Con mi mente retraída, sin dejar de pensar en aquel anciano, llegué a la casa, encendí la radio y, por esas coincidencias de la vida estaba sonando una canción de Julio Iglesias: “Me olvidé de vivir”; “de tanto correr por la vida sin freno, me olvidé que la vida se vive un momento. De tanto querer ser en todo el primero, me olvidé de vivir, los detalles pequeños. De tanto gritar mis canciones al viento, ya no soy como ayer, ya no sé lo que siento. Me olvidé de vivir, me olvidé de vivir…” Tal vez aquel anciano se olvidó de vivir, sí, muchas veces los padres crían a sus hijos, nietos y demás miembros de la familia dándoles todo el gusto del mundo y olvidándose que ellos también tienen necesidades; cuántas veces papá y mamá dejaron de comprar cosas para ellos pensando en mí y en mis hermanos.

En medio de tanta angustia pensé que a la sociedad poco o nada le importan los ancianos, se preocupan por una serie de eufemismos tontos; “tercera edad”, “adulto mayor”, “hogar geriátrico”, ¿y… los viejos qué?, no pretendamos cambiar la realidad poniéndole nombres nuevos a las cosas.

Me pica la lengua si no lo digo, yo amo las mascotas, he tenido mascotas, pero, me parece injusto que algunas personas le presten más atención a su perro o su gato, mientras en la misma casa un anciano muere de soledad en medio de tanta gente, escondido en uno de los cuartos traseros sentado en una mecedora, la cual por falta de fuerzas no alcanza a mecer. Nadie le conversa, nadie lo acaricia, y algunas veces se vuelve un estorbo para la cotidianidad familiar.

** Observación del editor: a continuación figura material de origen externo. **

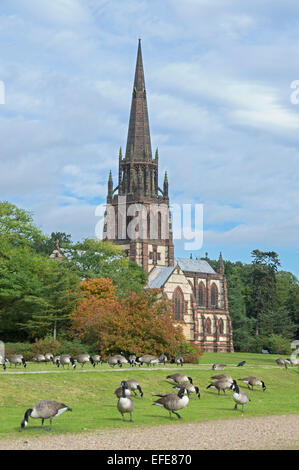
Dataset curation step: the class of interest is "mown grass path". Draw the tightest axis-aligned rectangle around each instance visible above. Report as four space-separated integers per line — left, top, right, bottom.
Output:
0 353 299 439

Pienso en la angustia de algunos viejos postrados en una cama esperando que alguien haga algo por ellos, pienso en esos ancianos olvidados por sus hijos. ¿Cuántos ancianos hoy no habrán desayunado? Me parece que a los niños de hoy se les debe enseñar a envejecer, a no ser indiferentes a una realidad, no digo tratarlos como ancianos, sino enseñarles a ver la vida como un ciclo que empieza pero que algún día termina. Lo digo porque algunos niños y jóvenes miran a los ancianos con fastidio y desprecio, no son conscientes que ellos también serán viejos.

Envejecer, para mí, es como escalar una gran montaña, paso a paso uno va subiendo, claro, las fuerzas disminuyen, pero, al llegar a la cima se tiene una mirada del mundo más amplia y serena, al menos así pienso yo. Lo importante para mí es envejecer con dignidad, es saber ser viejo sin lamentaciones.

Quiero recordar en estas líneas una obra maravillosa que recomiendo a todos aquellos que gusten de los buenos libros; “La muerte de Iván Ilich”, del escritor ruso, León Tolstoy. Un libro pequeño pero que toca la fibra humana. No lo contaré, pero si les dejaré una idea a todos aquellos que deseen leerlo; Iván fue un servidor público, de la Rusia zarista, preocupado siempre por escalar los mejores puestos burocráticos y desde luego los mejores honorarios que le permitieran vivir en medio de lujos y vanidades, para luego morir despreciado por sus amigos y hasta por su propia familia.

Iván Ilich luchó por conseguir tantas cosas materiales que se olvidó de vivir. Que tonto fue Iván Ilich, sabiendo que llegamos al mundo sin nada, y cuando nos vamos no podemos llevarnos nada; ¿entonces por qué nos amargamos la vida acumulando cosas?, no entiendo. El mejor consejo que les puedo dar, si me lo permiten, es que vivan la vida sin amarguras, vivan a plenitud buscando siempre ser felices, no se olviden de vivir.